Friday, 29 October 2021
Pretoria: The Ministries of Water in both South Africa and Lesotho have agreed to fast track phase two of the Lesotho Highlands Water Project (LHWP) to ensure security of supply to the Integrated Vaal River System (IVRS).
This follows a meeting between Minister Senzo Mchunu, Deputy Minister Dikeledi Magadzi and Minister Kemiso Mosenene from Lesotho to discuss matters relating to challenges hindering the completion of the project, while agreeing on solutions to fast track its completion.
The meeting took place in Pretoria on Thursday.
The LHWP entails harnessing the waters of the Orange–Senqu River in the Lesotho highlands through the construction of a series of dams for the mutual benefit of the two countries.
Phase I of the LHWP was completed in 2003 and Phase 2 is presently underway.
“South Africa is a water scarce country, therefore, the completion of Phase 2 of the project has to be fast-tracked in order to augment the IVRS,” said Mchunu.
The project, the Minister said, should be successfully done by 2027 or earlier.
In agreement, Mosenene emphasised that Phase 2 of the project requires collaborated efforts and commitment from both governments.
“Water is life and no human being can survive without it. It is for this reason that the team working on the project bears in mind the needs of those that must be served with clean water.

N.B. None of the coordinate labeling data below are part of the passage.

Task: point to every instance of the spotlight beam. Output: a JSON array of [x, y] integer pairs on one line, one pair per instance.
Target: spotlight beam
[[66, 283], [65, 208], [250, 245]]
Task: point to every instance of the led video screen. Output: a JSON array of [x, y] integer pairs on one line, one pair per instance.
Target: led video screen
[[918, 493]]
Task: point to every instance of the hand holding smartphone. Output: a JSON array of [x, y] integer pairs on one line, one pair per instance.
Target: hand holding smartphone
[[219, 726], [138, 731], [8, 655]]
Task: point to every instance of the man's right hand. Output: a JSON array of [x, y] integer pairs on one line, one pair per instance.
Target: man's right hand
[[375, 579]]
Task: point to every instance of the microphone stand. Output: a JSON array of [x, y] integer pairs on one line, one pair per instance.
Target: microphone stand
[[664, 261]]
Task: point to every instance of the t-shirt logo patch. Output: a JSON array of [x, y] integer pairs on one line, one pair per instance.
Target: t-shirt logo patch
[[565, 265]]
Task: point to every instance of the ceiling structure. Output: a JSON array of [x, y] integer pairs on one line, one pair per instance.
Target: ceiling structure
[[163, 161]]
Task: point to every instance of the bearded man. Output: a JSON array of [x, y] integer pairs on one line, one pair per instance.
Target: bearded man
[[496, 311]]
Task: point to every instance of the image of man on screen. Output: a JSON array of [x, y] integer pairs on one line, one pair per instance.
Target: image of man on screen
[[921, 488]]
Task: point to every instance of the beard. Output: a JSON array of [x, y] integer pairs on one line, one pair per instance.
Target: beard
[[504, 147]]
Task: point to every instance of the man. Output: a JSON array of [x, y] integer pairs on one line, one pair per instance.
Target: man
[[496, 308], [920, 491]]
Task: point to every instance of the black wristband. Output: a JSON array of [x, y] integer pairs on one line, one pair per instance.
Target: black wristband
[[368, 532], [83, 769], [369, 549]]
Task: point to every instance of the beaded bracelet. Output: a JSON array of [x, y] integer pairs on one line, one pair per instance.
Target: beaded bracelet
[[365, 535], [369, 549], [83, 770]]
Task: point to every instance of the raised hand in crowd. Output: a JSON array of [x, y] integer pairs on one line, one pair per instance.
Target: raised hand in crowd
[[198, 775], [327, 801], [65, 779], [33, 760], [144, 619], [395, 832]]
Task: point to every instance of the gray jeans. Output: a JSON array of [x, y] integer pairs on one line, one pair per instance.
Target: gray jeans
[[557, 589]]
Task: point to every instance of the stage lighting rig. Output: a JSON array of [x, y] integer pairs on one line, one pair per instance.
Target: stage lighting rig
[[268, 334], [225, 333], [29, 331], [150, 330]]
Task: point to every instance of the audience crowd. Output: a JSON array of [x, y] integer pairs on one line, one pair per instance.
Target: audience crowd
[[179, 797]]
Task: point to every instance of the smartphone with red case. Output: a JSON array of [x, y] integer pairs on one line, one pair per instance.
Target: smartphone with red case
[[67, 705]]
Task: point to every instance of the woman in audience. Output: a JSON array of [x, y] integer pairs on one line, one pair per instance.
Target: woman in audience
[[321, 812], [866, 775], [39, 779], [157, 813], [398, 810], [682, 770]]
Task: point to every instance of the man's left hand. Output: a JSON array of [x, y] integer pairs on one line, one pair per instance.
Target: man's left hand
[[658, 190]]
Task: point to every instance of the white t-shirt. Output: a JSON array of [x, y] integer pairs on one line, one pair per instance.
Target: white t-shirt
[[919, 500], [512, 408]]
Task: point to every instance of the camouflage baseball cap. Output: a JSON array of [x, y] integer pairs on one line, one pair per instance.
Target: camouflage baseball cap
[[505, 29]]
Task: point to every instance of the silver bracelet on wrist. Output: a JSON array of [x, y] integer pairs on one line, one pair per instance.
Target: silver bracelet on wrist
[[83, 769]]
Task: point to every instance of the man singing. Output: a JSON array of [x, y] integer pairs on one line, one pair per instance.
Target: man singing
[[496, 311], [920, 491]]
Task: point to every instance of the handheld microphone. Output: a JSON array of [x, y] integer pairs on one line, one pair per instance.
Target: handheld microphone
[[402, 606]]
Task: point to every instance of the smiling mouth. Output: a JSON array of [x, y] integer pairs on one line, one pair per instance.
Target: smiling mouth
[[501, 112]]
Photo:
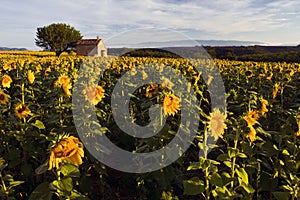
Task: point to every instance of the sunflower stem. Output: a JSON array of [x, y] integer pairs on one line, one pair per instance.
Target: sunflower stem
[[236, 139]]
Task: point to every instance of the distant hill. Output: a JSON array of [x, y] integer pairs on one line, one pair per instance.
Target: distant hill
[[243, 53], [12, 49], [191, 43]]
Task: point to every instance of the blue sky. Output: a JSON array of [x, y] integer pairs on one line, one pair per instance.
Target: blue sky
[[273, 22]]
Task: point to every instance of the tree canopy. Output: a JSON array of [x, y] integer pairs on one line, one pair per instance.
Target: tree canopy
[[56, 37]]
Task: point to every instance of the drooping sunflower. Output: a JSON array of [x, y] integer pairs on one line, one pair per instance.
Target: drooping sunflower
[[22, 111], [251, 117], [252, 133], [30, 76], [264, 104], [216, 123], [6, 81], [69, 149], [62, 79], [3, 97], [151, 90], [66, 88], [171, 104], [276, 89], [65, 82], [94, 94], [166, 83]]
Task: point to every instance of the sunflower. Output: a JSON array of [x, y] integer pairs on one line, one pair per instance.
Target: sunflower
[[3, 97], [297, 134], [166, 83], [94, 94], [171, 104], [276, 89], [6, 81], [22, 111], [151, 90], [144, 75], [252, 133], [264, 104], [66, 88], [62, 79], [67, 150], [47, 71], [2, 161], [65, 82], [216, 123], [30, 76], [251, 117]]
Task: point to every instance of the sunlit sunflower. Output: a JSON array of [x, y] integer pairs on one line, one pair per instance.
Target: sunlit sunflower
[[251, 117], [276, 89], [2, 161], [94, 94], [22, 111], [66, 88], [166, 83], [67, 150], [297, 134], [30, 76], [144, 75], [216, 123], [264, 104], [252, 133], [6, 81], [62, 79], [151, 90], [3, 97], [171, 104], [47, 71]]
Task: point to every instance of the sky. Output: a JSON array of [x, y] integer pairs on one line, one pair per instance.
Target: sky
[[273, 22]]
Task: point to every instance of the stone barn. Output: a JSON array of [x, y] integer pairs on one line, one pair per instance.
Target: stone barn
[[91, 47]]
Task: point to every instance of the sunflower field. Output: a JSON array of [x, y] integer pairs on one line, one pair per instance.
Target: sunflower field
[[256, 154]]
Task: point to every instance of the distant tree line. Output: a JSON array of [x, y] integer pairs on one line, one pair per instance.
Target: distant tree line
[[242, 53]]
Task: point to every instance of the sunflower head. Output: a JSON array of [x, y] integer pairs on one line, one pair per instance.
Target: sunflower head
[[251, 117], [216, 123], [67, 150], [252, 133], [3, 98], [22, 111], [6, 81], [30, 76], [62, 79], [264, 104], [171, 104]]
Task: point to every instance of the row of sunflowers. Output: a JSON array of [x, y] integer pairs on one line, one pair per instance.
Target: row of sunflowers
[[256, 154]]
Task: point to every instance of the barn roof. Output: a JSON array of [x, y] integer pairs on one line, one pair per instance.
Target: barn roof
[[88, 41]]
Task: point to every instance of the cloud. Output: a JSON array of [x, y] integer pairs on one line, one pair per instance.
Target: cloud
[[223, 19]]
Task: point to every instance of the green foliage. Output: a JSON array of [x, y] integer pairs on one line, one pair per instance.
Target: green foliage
[[56, 37]]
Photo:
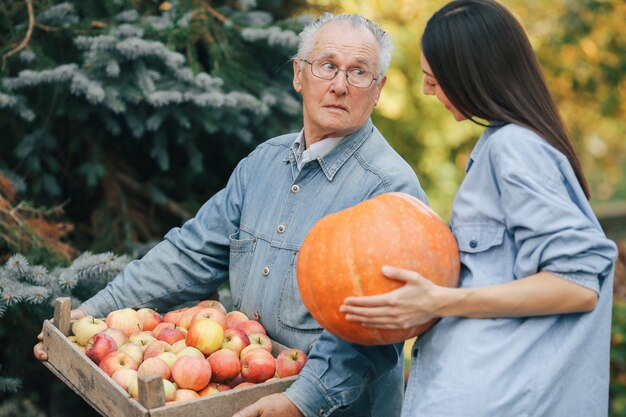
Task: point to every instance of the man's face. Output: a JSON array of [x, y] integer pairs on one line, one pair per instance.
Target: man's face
[[333, 107]]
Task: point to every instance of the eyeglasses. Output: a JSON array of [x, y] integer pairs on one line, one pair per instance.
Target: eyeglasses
[[327, 70]]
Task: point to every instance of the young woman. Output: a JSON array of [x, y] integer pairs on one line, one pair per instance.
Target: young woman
[[527, 333]]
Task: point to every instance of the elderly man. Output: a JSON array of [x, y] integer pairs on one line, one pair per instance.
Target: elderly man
[[249, 233]]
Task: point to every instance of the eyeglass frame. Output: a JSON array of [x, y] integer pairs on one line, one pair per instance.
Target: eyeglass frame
[[374, 78]]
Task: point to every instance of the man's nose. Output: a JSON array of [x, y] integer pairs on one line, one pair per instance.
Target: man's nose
[[339, 84]]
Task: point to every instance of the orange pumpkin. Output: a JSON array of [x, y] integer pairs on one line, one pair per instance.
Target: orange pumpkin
[[344, 252]]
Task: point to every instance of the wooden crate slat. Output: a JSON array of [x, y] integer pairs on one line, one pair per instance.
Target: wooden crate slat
[[224, 404], [87, 379]]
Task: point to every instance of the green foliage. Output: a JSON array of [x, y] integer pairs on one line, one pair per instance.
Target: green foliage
[[618, 360], [27, 294], [136, 112]]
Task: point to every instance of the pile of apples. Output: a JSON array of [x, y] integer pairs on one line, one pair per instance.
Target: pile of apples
[[197, 351]]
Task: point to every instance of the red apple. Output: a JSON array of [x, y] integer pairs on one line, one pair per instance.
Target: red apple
[[133, 350], [213, 388], [86, 327], [250, 348], [251, 326], [257, 367], [172, 335], [168, 357], [191, 372], [149, 318], [127, 320], [225, 365], [261, 339], [205, 335], [235, 340], [124, 377], [213, 304], [98, 346], [190, 351], [116, 360], [244, 384], [119, 337], [290, 362], [235, 381], [174, 316], [169, 389], [161, 326], [154, 366], [211, 314], [234, 318], [183, 394], [142, 339], [178, 346], [156, 347], [187, 316]]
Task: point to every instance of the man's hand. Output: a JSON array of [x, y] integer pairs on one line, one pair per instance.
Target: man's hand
[[39, 351], [275, 405]]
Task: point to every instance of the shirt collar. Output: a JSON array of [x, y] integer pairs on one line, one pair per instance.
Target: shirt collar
[[490, 130], [315, 151], [334, 159]]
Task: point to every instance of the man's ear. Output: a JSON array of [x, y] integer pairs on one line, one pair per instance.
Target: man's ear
[[297, 72], [379, 86]]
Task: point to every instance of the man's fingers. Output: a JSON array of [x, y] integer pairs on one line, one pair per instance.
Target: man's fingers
[[39, 352], [400, 274]]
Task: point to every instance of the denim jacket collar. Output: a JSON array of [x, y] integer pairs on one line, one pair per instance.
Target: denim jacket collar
[[493, 127], [332, 162]]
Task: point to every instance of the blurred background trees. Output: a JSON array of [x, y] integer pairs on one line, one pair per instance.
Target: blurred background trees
[[118, 119]]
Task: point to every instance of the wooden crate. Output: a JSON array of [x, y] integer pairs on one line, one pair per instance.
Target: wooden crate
[[83, 376]]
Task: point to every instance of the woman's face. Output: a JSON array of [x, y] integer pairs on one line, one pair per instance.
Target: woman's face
[[431, 87]]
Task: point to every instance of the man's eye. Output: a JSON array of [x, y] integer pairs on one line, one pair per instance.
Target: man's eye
[[357, 72]]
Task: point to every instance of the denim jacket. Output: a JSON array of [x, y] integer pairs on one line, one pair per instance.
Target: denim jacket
[[250, 233], [520, 210]]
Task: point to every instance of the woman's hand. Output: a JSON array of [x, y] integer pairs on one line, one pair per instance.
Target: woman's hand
[[38, 349], [413, 304]]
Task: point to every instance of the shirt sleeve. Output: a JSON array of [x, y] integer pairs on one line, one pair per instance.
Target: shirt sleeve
[[188, 264], [549, 216], [330, 380]]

We all have to ensure that work is being carried out and done so effectively,” said Minister Mosenene.
Meanwhile, the Lesotho Highlands Water Commission committed to deliver a quality project within the set timeframe and budget allocated.
Magadzi emphasised the importance of adhering to the treaty and related protocols guiding the LHWP.
“We can only successfully complete this project if we continue to work hand in glove and with the same mandate in mind, which is the delivery of water to those in need,” Magadzi said.
The water transfer component of Phase 2 of the LHWP comprises approximately a 165-m high concrete faced rockfill dam at Polihali downstream of the confluence of the Khubelu and Senqu (Orange) Rivers and an approximately 38-km long concrete-lined gravity tunnel connecting the Polihali reservoir to the Katse reservoir.